An article by Rachel Li, Senior Machine Learning Engineer, Privacy Analytics
Unstructured data, such as medical notes, pose unique challenges with regards to anonymization.
Not having a traditional database means that you can’t point a software solution to it to transform variables in a straightforward manner. Unless you have an army of medically trained people at your disposal to read documents so they can find personal data and anonymize, you’re more likely to train an AI/ML system to scan text and discover sensitive personal data for anonymization. However, training an AI/ML system in medical jargon and the structure of medical notes requires significant effort.

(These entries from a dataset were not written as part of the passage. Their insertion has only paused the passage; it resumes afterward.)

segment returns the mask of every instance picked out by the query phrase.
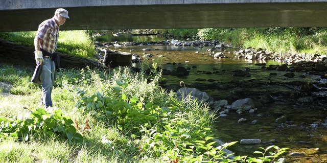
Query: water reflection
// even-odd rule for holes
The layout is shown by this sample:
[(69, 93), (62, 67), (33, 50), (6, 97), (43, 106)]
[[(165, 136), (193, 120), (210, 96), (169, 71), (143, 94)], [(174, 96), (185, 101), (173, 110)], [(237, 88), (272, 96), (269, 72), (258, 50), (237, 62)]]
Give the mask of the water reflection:
[[(110, 34), (99, 37), (97, 38), (100, 42), (106, 41), (151, 41), (163, 40), (165, 39), (156, 36), (133, 36), (131, 35), (114, 37)], [(151, 48), (151, 51), (144, 51), (143, 49)], [(190, 75), (186, 77), (177, 77), (173, 76), (164, 76), (167, 81), (167, 85), (179, 85), (181, 81), (186, 84), (191, 85), (195, 82), (202, 84), (219, 85), (229, 84), (229, 88), (225, 89), (214, 89), (210, 87), (203, 88), (202, 91), (206, 92), (216, 100), (226, 99), (229, 96), (231, 89), (241, 85), (238, 82), (247, 82), (248, 89), (250, 92), (255, 94), (267, 93), (275, 95), (275, 101), (272, 104), (263, 105), (258, 109), (258, 112), (253, 114), (248, 113), (238, 114), (230, 113), (227, 117), (220, 118), (216, 123), (218, 134), (220, 138), (225, 142), (240, 141), (242, 139), (259, 138), (263, 142), (275, 140), (272, 144), (280, 147), (291, 147), (291, 152), (303, 152), (303, 148), (318, 147), (321, 149), (321, 154), (325, 153), (327, 150), (327, 124), (325, 122), (326, 113), (322, 108), (323, 105), (319, 105), (319, 102), (315, 102), (315, 105), (295, 105), (290, 102), (288, 95), (293, 88), (286, 86), (286, 82), (297, 81), (315, 82), (325, 82), (318, 76), (309, 75), (305, 72), (295, 72), (295, 76), (303, 75), (306, 78), (297, 77), (289, 78), (283, 76), (286, 72), (273, 71), (276, 75), (271, 76), (271, 72), (263, 71), (261, 66), (255, 65), (255, 63), (265, 63), (266, 66), (270, 64), (281, 64), (282, 63), (273, 60), (260, 61), (248, 60), (235, 58), (235, 55), (230, 52), (233, 49), (223, 50), (227, 58), (215, 59), (212, 52), (207, 52), (209, 47), (199, 49), (196, 46), (180, 47), (167, 45), (142, 45), (137, 46), (109, 47), (110, 50), (138, 54), (141, 56), (146, 54), (154, 55), (151, 58), (142, 58), (142, 60), (156, 60), (159, 61), (160, 66), (170, 71), (174, 71), (178, 66), (188, 68)], [(187, 62), (186, 62), (187, 61)], [(176, 64), (167, 64), (176, 63)], [(242, 70), (248, 71), (251, 76), (240, 77), (232, 76), (233, 71)], [(196, 81), (198, 78), (205, 80)], [(209, 82), (212, 79), (214, 82)], [(272, 82), (277, 84), (256, 85), (255, 83)], [(234, 84), (233, 85), (232, 84)], [(231, 86), (230, 85), (232, 85)], [(296, 90), (294, 89), (294, 91)], [(249, 95), (249, 96), (254, 95)], [(256, 98), (260, 98), (256, 97)], [(233, 101), (229, 101), (229, 103)], [(260, 115), (259, 116), (259, 115)], [(288, 122), (278, 123), (275, 121), (282, 115), (287, 117)], [(239, 123), (240, 118), (246, 118), (244, 123)], [(256, 125), (251, 122), (256, 120)], [(259, 147), (266, 147), (271, 144), (264, 144), (256, 145), (232, 146), (231, 150), (237, 153), (237, 155), (253, 155), (254, 151), (258, 150)], [(258, 156), (256, 155), (256, 156)], [(313, 157), (316, 157), (313, 156)]]

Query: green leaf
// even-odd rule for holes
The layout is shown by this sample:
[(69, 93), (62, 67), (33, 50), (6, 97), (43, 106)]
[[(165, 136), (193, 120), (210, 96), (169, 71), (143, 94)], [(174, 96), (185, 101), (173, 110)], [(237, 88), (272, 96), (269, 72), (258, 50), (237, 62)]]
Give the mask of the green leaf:
[(42, 115), (42, 119), (43, 120), (45, 120), (46, 119), (50, 118), (51, 117), (51, 114), (44, 114)]
[(98, 101), (98, 107), (99, 108), (103, 107), (103, 103), (100, 101)]
[(119, 86), (114, 86), (113, 87), (113, 90), (114, 90), (115, 92), (116, 92), (118, 93), (119, 93), (122, 90), (122, 88), (120, 87)]
[(253, 152), (253, 153), (258, 153), (258, 154), (264, 154), (263, 152), (260, 152), (260, 151), (254, 151), (254, 152)]
[(186, 138), (191, 137), (191, 134), (189, 133), (183, 133), (182, 134), (182, 136), (185, 137)]
[(76, 129), (72, 126), (68, 126), (66, 129), (66, 135), (68, 139), (71, 141), (76, 133)]
[(76, 142), (77, 143), (83, 143), (83, 141), (84, 140), (84, 137), (79, 133), (75, 133), (75, 134), (74, 135), (73, 138), (76, 141)]
[(211, 146), (212, 145), (213, 145), (214, 144), (216, 143), (217, 142), (211, 142), (211, 143), (209, 143), (206, 145), (206, 147), (208, 148), (209, 147)]
[(126, 100), (127, 99), (127, 97), (126, 96), (126, 95), (124, 93), (122, 93), (122, 100)]
[(112, 111), (106, 111), (106, 115), (107, 115), (107, 116), (112, 115)]
[(116, 84), (119, 86), (122, 86), (124, 84), (124, 83), (119, 80), (116, 80)]
[(152, 104), (152, 103), (151, 102), (147, 103), (146, 104), (145, 104), (145, 108), (147, 109), (149, 109), (151, 108), (151, 107), (152, 107), (152, 106), (153, 106), (153, 104)]

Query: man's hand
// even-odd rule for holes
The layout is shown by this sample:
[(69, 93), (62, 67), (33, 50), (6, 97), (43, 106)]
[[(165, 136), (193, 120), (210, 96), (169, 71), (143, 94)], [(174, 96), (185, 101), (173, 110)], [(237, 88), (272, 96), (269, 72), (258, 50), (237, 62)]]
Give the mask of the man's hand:
[(40, 64), (42, 64), (44, 59), (43, 59), (43, 56), (42, 55), (42, 52), (41, 51), (34, 51), (35, 54), (35, 61), (36, 63), (37, 62), (40, 62)]

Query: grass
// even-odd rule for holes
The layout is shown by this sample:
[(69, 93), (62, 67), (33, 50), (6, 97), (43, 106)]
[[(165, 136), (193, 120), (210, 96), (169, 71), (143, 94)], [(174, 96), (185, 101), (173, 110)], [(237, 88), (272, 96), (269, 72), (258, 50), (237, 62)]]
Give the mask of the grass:
[[(0, 69), (0, 76), (9, 79), (0, 81), (15, 83), (10, 95), (0, 95), (1, 128), (6, 123), (2, 118), (30, 118), (30, 110), (42, 106), (39, 85), (32, 84), (31, 90), (26, 84), (30, 70), (7, 65)], [(160, 74), (134, 74), (127, 67), (111, 73), (88, 68), (63, 70), (58, 74), (53, 101), (75, 122), (83, 142), (47, 136), (49, 130), (42, 132), (42, 128), (36, 128), (27, 142), (0, 132), (0, 162), (168, 162), (178, 158), (180, 162), (218, 162), (215, 159), (223, 158), (223, 153), (212, 140), (216, 137), (212, 129), (215, 115), (196, 100), (178, 101), (176, 93), (163, 91), (157, 84)], [(22, 93), (12, 90), (17, 87)], [(14, 122), (18, 125), (18, 120)]]
[[(213, 141), (216, 118), (207, 113), (208, 106), (190, 99), (177, 100), (175, 92), (158, 86), (161, 73), (155, 72), (149, 75), (134, 73), (127, 67), (110, 72), (86, 67), (58, 73), (52, 95), (55, 109), (71, 119), (71, 125), (83, 135), (83, 141), (77, 142), (59, 138), (62, 135), (44, 127), (52, 123), (46, 121), (50, 118), (57, 117), (53, 112), (35, 116), (35, 110), (44, 110), (40, 85), (30, 82), (33, 70), (1, 66), (0, 81), (12, 87), (9, 95), (0, 95), (0, 162), (232, 161), (222, 155)], [(24, 128), (10, 130), (20, 125), (33, 129), (28, 141), (12, 134)], [(9, 131), (4, 130), (7, 128)], [(63, 133), (68, 135), (68, 129)], [(245, 160), (247, 157), (241, 158)]]
[(240, 48), (261, 48), (288, 55), (327, 54), (327, 33), (320, 28), (221, 28), (199, 30), (202, 39), (219, 40)]
[[(34, 47), (36, 32), (0, 33), (0, 39), (14, 41)], [(61, 31), (56, 52), (90, 58), (96, 54), (94, 39), (87, 31)]]

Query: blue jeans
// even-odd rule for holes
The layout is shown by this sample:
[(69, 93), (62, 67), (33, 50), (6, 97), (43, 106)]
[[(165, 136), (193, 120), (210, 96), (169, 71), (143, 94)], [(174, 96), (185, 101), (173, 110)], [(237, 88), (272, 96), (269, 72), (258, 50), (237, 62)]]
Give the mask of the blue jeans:
[(50, 58), (43, 58), (42, 72), (40, 79), (42, 81), (42, 97), (41, 100), (45, 107), (52, 106), (51, 92), (55, 84), (55, 62)]

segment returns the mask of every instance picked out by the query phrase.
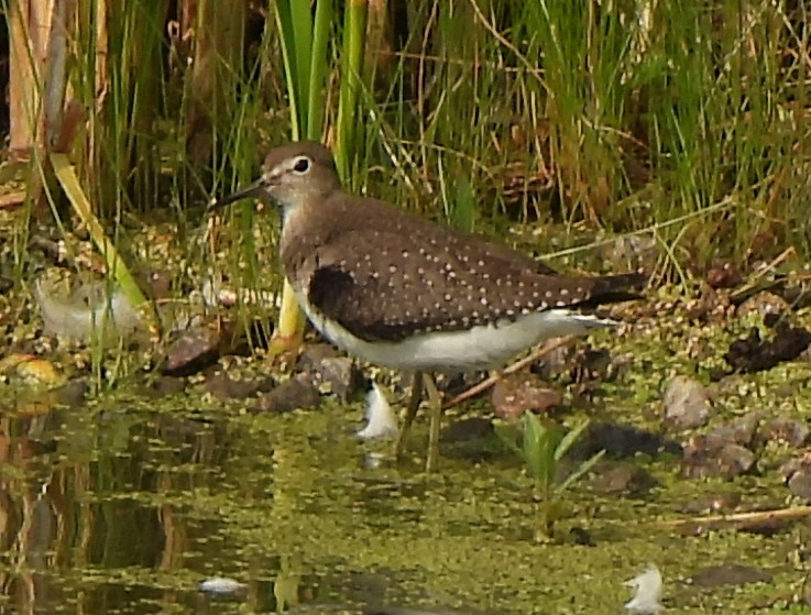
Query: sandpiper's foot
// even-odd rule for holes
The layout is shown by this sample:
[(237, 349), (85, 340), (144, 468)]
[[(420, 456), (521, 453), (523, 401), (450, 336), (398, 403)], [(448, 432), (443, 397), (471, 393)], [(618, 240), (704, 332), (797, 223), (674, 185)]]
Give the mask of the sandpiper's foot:
[(430, 427), (428, 429), (428, 457), (425, 460), (425, 471), (430, 473), (437, 468), (439, 461), (439, 427), (442, 422), (442, 395), (437, 388), (434, 376), (425, 374), (425, 388), (428, 393), (428, 411), (430, 413)]
[(412, 430), (412, 424), (414, 422), (414, 417), (417, 416), (417, 410), (419, 409), (419, 402), (423, 398), (423, 373), (421, 372), (414, 372), (414, 377), (412, 378), (412, 394), (408, 397), (408, 406), (406, 407), (406, 416), (403, 420), (403, 427), (399, 430), (399, 436), (397, 437), (397, 443), (394, 447), (394, 457), (396, 459), (399, 459), (403, 457), (403, 452), (405, 451), (405, 444), (406, 440), (408, 439), (408, 432)]

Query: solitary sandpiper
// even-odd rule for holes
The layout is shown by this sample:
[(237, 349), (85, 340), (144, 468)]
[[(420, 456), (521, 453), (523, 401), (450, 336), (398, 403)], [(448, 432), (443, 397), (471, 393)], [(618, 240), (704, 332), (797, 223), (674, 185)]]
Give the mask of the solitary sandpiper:
[(636, 298), (629, 289), (644, 282), (639, 274), (558, 275), (478, 235), (349, 195), (316, 142), (275, 147), (256, 182), (212, 207), (246, 197), (282, 207), (282, 264), (315, 328), (351, 355), (415, 373), (398, 454), (425, 385), (427, 470), (441, 416), (431, 372), (502, 367), (541, 340), (613, 325), (588, 311)]

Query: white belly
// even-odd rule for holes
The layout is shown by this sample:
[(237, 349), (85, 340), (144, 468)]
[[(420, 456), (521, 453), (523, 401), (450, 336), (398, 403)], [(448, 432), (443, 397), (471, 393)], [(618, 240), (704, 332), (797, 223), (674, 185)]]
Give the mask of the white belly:
[(375, 365), (420, 372), (464, 372), (501, 367), (538, 342), (561, 336), (583, 336), (590, 329), (614, 325), (567, 309), (522, 316), (514, 322), (474, 327), (464, 331), (431, 332), (401, 342), (369, 342), (336, 322), (329, 322), (298, 295), (298, 303), (316, 329), (353, 356)]

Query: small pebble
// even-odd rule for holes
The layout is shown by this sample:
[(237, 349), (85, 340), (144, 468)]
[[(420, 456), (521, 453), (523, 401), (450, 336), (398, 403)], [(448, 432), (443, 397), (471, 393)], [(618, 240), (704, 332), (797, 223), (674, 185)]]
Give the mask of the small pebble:
[(625, 603), (625, 609), (636, 615), (655, 615), (665, 608), (661, 600), (661, 573), (655, 565), (637, 574), (625, 585), (634, 590), (634, 597)]

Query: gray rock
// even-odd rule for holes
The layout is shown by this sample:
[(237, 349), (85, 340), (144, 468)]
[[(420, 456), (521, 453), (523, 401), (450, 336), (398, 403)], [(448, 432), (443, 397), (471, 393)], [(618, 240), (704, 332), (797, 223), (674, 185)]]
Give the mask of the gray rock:
[(300, 374), (262, 395), (254, 409), (260, 413), (288, 413), (297, 408), (311, 408), (318, 404), (319, 398), (315, 385)]
[(689, 376), (676, 376), (662, 396), (665, 421), (677, 429), (694, 429), (706, 425), (712, 403), (706, 387)]

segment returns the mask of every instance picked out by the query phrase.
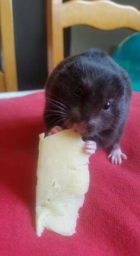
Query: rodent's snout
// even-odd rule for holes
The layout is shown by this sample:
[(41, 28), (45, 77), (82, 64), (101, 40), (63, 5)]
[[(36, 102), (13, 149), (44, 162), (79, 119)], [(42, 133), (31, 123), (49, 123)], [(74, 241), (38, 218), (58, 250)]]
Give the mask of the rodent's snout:
[(74, 124), (72, 125), (73, 129), (79, 132), (80, 134), (83, 134), (86, 131), (86, 125), (82, 122), (77, 124)]
[(89, 136), (94, 135), (94, 127), (89, 125), (88, 123), (85, 122), (80, 122), (74, 124), (72, 128), (79, 132), (82, 136)]

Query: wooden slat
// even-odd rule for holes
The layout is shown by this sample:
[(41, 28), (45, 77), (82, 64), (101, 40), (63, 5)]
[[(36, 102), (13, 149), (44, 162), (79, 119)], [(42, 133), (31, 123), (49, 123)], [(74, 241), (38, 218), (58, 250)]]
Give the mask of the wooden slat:
[(62, 0), (47, 0), (49, 73), (64, 58), (63, 31), (61, 23), (61, 6)]
[(62, 6), (63, 27), (85, 24), (100, 29), (127, 27), (140, 31), (140, 12), (110, 1), (70, 1)]
[(0, 71), (0, 92), (6, 91), (4, 77), (3, 72)]
[(1, 29), (3, 71), (6, 90), (17, 90), (17, 75), (14, 48), (14, 38), (12, 0), (0, 1)]

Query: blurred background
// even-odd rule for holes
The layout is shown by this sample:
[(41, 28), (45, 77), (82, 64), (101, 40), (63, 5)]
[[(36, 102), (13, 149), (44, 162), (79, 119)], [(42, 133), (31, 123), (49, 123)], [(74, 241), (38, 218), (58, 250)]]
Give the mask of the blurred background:
[[(48, 76), (46, 0), (12, 2), (18, 90), (43, 88)], [(140, 7), (139, 0), (116, 2)], [(66, 28), (65, 57), (92, 47), (104, 49), (112, 55), (118, 44), (133, 33), (128, 29), (104, 31), (81, 25)]]

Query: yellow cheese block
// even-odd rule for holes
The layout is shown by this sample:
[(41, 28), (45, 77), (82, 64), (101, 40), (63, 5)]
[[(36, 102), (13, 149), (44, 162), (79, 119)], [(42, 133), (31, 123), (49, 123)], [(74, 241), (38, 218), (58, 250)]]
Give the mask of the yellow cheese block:
[(72, 129), (40, 135), (36, 200), (37, 234), (44, 228), (64, 235), (75, 232), (79, 209), (89, 185), (85, 142)]

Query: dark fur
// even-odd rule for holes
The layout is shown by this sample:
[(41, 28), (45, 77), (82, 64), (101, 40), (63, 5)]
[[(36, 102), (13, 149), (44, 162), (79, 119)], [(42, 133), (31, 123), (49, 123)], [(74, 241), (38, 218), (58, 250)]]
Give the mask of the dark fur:
[[(83, 94), (75, 94), (77, 86)], [(85, 140), (92, 139), (98, 146), (108, 147), (119, 143), (123, 132), (131, 97), (131, 86), (126, 72), (103, 51), (91, 48), (61, 62), (49, 77), (46, 96), (68, 106), (65, 121), (55, 124), (56, 110), (49, 103), (44, 120), (49, 131), (55, 125), (66, 127), (66, 124), (86, 124)], [(102, 109), (106, 101), (108, 110)], [(59, 106), (60, 106), (59, 105)], [(48, 111), (49, 110), (49, 111)]]

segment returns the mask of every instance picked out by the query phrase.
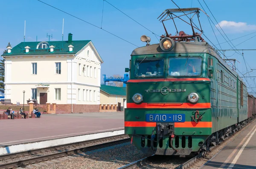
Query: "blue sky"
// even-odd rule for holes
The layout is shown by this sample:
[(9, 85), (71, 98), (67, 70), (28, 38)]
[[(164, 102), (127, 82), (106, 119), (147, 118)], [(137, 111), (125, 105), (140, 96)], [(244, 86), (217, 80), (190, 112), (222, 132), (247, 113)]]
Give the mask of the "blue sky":
[[(43, 0), (78, 17), (101, 27), (103, 0), (74, 1)], [(175, 0), (180, 8), (199, 7), (202, 8), (197, 0)], [(199, 0), (215, 25), (214, 20), (203, 0)], [(205, 0), (206, 4), (219, 23), (225, 33), (231, 40), (256, 31), (255, 6), (256, 1), (247, 0), (246, 3), (238, 0)], [(150, 30), (156, 34), (164, 34), (162, 25), (157, 18), (166, 8), (176, 8), (171, 0), (108, 0), (118, 9)], [(23, 42), (24, 20), (26, 20), (26, 41), (48, 40), (47, 34), (52, 34), (50, 40), (61, 40), (62, 20), (64, 23), (64, 40), (67, 39), (67, 34), (73, 34), (73, 40), (91, 40), (102, 58), (101, 74), (107, 76), (114, 74), (123, 76), (125, 68), (129, 67), (130, 54), (136, 46), (119, 39), (100, 29), (93, 27), (74, 17), (50, 7), (36, 0), (1, 1), (0, 10), (0, 52), (6, 49), (8, 42), (15, 46)], [(204, 33), (215, 45), (217, 44), (206, 16), (201, 13), (200, 20)], [(178, 23), (178, 31), (183, 31), (191, 34), (189, 26)], [(176, 32), (171, 22), (166, 24), (169, 33)], [(225, 42), (214, 25), (214, 30), (220, 42)], [(140, 41), (140, 37), (145, 34), (151, 37), (151, 44), (158, 42), (154, 34), (124, 14), (104, 2), (102, 28), (138, 46), (145, 43)], [(224, 34), (221, 32), (223, 34)], [(235, 45), (256, 35), (256, 33), (232, 41)], [(206, 40), (205, 37), (203, 36)], [(227, 39), (227, 38), (226, 38)], [(256, 37), (236, 46), (237, 49), (256, 48), (254, 45)], [(216, 46), (220, 49), (219, 46)], [(230, 49), (227, 43), (221, 45), (223, 49)], [(240, 51), (241, 53), (242, 51)], [(255, 65), (255, 51), (244, 51), (244, 55), (247, 68), (256, 68)], [(242, 56), (234, 51), (227, 51), (230, 58), (238, 59), (241, 63), (237, 65), (242, 73), (246, 73), (246, 68)], [(246, 74), (256, 76), (256, 70)], [(102, 79), (103, 76), (102, 76)], [(245, 79), (244, 79), (245, 80)], [(250, 78), (246, 78), (248, 83), (256, 91), (256, 85)], [(249, 89), (249, 91), (250, 91)]]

These challenges are being felt by drug manufacturers that need to make their anonymized clinical study reports (CSRs) publicly available after a regulatory decision is made by the EMA under Policy 0070, and starting in 2019 by Health Canada (which motivates industry leaders to “proactively anonymize clinical studies and data at scale”). Prominent academic researchers are calling for the FDA to follow. Both the EMA and Health Canada are recommending the use of quantitative risk-based anonymization approaches. As such transparency initiatives gather momentum, the number of CSRs that sponsors need to anonymize is growing rapidly, and a typical CSR has 5,000 pages including narratives and summary statistics. This is pushing for improvements to scale risk-based anonymization in a cost-effective manner.
In a paper published jointly by Privacy Analytics and Vanderbilt University researchers (https://www.ncbi.nlm.nih.gov/pmc/articles/PMC6568071/) at the AMIA 2019 Informatics Summit which received the Best Data Science Paper Award, we specifically focus on streamlining the anonymization of such unstructured data with machine learning and AI.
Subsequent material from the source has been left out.